Taylor Model Flowpipe Construction for Non-linear Hybrid Systems

We propose an approach for verifying non-linear hybrid systems using higher-order Taylor models that are a combination of bounded degree polynomials over the initial conditions and time, bloated by an interval. Taylor models are an effective means for computing rigorous bounds on the complex time trajectories of non-linear differential equations. As a result, Taylor models have been successfully used to verify properties of non-linear continuous systems. However, the handling of discrete (controller) transitions remains a challenging problem. In this paper, we provide techniques for handling the effect of discrete transitions on Taylor model flow pipe construction. We explore various solutions based on two ideas: domain contraction and range over-approximation. Instead of explicitly computing the intersection of a Taylor model with a guard set, domain contraction makes the domain of a Taylor model smaller by cutting away parts for which the intersection is empty. It is complemented by range over-approximation that translates Taylor models into commonly used representations such as template polyhedra or zonotopes, on which intersections with guard sets have been previously studied. We provide an implementation of the techniques described in the paper and evaluate the various design choices over a set of challenging benchmarks.

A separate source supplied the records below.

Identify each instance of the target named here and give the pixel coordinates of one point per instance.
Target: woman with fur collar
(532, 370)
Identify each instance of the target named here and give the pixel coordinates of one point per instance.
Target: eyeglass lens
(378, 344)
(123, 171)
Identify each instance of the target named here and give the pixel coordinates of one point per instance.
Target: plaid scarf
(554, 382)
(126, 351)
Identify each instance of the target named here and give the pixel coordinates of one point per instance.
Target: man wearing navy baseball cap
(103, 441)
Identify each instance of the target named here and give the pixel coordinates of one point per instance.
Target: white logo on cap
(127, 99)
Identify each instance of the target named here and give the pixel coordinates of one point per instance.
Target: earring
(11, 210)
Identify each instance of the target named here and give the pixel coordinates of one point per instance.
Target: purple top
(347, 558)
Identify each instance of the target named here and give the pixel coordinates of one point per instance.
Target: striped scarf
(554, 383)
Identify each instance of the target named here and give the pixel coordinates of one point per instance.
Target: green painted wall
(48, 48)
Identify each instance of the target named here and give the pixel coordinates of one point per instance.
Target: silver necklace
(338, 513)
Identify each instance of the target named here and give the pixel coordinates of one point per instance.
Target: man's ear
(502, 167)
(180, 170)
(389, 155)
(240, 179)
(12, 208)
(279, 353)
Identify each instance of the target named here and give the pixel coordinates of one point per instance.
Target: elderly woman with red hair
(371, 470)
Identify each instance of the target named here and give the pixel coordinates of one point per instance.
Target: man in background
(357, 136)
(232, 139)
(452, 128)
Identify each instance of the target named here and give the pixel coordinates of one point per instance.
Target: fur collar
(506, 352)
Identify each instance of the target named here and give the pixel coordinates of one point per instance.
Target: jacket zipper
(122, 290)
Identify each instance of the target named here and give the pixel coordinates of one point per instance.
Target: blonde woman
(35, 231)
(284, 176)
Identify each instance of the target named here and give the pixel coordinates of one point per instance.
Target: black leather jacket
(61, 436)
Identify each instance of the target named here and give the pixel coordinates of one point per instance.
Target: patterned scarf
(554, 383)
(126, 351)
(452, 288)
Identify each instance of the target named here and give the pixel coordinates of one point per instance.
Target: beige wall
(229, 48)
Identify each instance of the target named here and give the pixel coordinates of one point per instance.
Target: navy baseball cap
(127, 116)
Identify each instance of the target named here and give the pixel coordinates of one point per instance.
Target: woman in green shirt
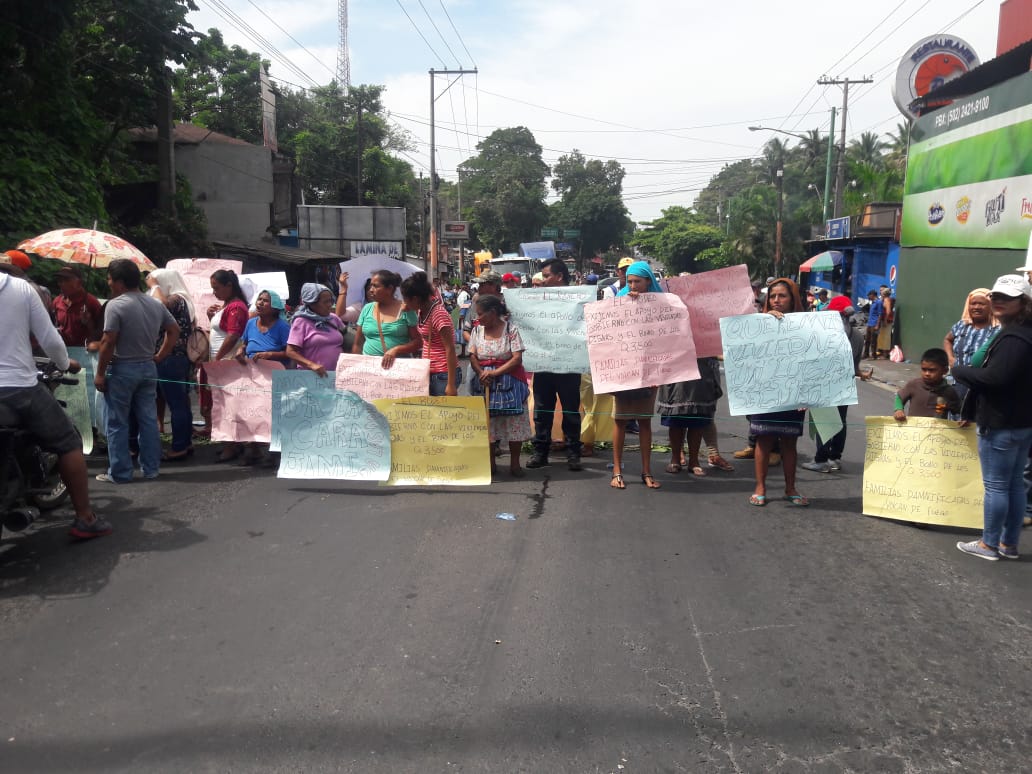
(384, 328)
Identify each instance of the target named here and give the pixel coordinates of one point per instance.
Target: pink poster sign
(710, 295)
(363, 376)
(640, 342)
(196, 275)
(242, 399)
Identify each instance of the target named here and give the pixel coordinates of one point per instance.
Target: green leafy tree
(505, 182)
(220, 89)
(679, 239)
(590, 199)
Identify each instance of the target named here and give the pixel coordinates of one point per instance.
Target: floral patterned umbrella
(85, 246)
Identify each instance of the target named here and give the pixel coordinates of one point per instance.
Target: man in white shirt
(22, 396)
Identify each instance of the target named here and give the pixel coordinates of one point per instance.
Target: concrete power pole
(840, 170)
(434, 239)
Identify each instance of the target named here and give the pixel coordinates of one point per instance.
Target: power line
(420, 33)
(456, 33)
(434, 26)
(299, 44)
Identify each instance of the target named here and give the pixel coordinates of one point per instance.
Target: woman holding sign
(385, 328)
(316, 332)
(496, 350)
(640, 404)
(782, 426)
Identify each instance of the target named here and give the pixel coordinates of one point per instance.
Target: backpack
(198, 347)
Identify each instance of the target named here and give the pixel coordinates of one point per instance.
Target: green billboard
(969, 172)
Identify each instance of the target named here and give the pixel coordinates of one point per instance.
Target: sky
(667, 88)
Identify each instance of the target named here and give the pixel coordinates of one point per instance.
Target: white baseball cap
(1012, 285)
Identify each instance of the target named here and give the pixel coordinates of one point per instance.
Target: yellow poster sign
(925, 471)
(437, 441)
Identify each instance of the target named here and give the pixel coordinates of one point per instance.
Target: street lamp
(828, 166)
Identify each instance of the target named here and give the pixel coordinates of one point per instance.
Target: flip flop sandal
(650, 482)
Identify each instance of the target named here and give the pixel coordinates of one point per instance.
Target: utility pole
(780, 216)
(840, 174)
(434, 240)
(828, 166)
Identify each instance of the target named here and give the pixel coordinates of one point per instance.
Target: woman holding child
(1000, 383)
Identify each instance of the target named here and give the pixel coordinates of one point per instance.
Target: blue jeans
(1003, 454)
(174, 373)
(132, 388)
(439, 382)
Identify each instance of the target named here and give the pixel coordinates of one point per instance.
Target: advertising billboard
(969, 172)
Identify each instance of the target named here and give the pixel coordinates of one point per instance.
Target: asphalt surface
(238, 622)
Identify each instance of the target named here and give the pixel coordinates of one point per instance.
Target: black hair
(388, 279)
(491, 303)
(937, 356)
(417, 286)
(124, 270)
(228, 277)
(557, 267)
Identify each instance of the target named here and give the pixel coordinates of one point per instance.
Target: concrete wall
(933, 284)
(233, 185)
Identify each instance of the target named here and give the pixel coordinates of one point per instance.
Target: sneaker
(976, 549)
(96, 528)
(1007, 552)
(816, 466)
(107, 479)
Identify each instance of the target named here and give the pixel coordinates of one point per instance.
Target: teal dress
(395, 332)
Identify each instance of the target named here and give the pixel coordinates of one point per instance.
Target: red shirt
(69, 314)
(433, 328)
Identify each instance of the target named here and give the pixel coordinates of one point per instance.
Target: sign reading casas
(962, 189)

Constraint-Based Linear-Relations Analysis

Linear-relations analysis of transition systems discovers linear invariant relationships among the variables of the system. These relationships help establish important safety and liveness properties. Efficient techniques for the analysis of systems using polyhedra have been explored, leading to the development of successful tools like HyTech. However, existing techniques rely on the use of approximations such as widening and extrapolation in order to ensure termination. In an earlier paper, we demonstrated the use of Farkas Lemma to provide a translation from the linear-relations analysis problem into a system of constraints on the unknown coefficients of a candidate invariant. However, since the constraints in question are non-linear, a naive application of the method does not scale. In this paper, we show that by some efficient simplifications and approximations to the quantifier elimination procedure, not only does the method scale to higher dimensions, but also enjoys performance advantages for some larger examples.

Constructing Invariants for Hybrid Systems

An invariant of a system is a predicate that holds for every reachable state. In this paper, we present techniques to generate invariants for hybrid systems. This is achieved by reducing the invariant generation problem to a constraint solving problem using methods from the theory of ideals over polynomial rings. We extend our previous work on the generation of algebraic invariants for discrete transition systems in order to generate algebraic invariants for hybrid systems. In doing so, we present a new technique to handle consecution across continuous differential equations. The techniques we present allow a trade-off between the complexity of the invariant generation process and the strength of the resulting invariants.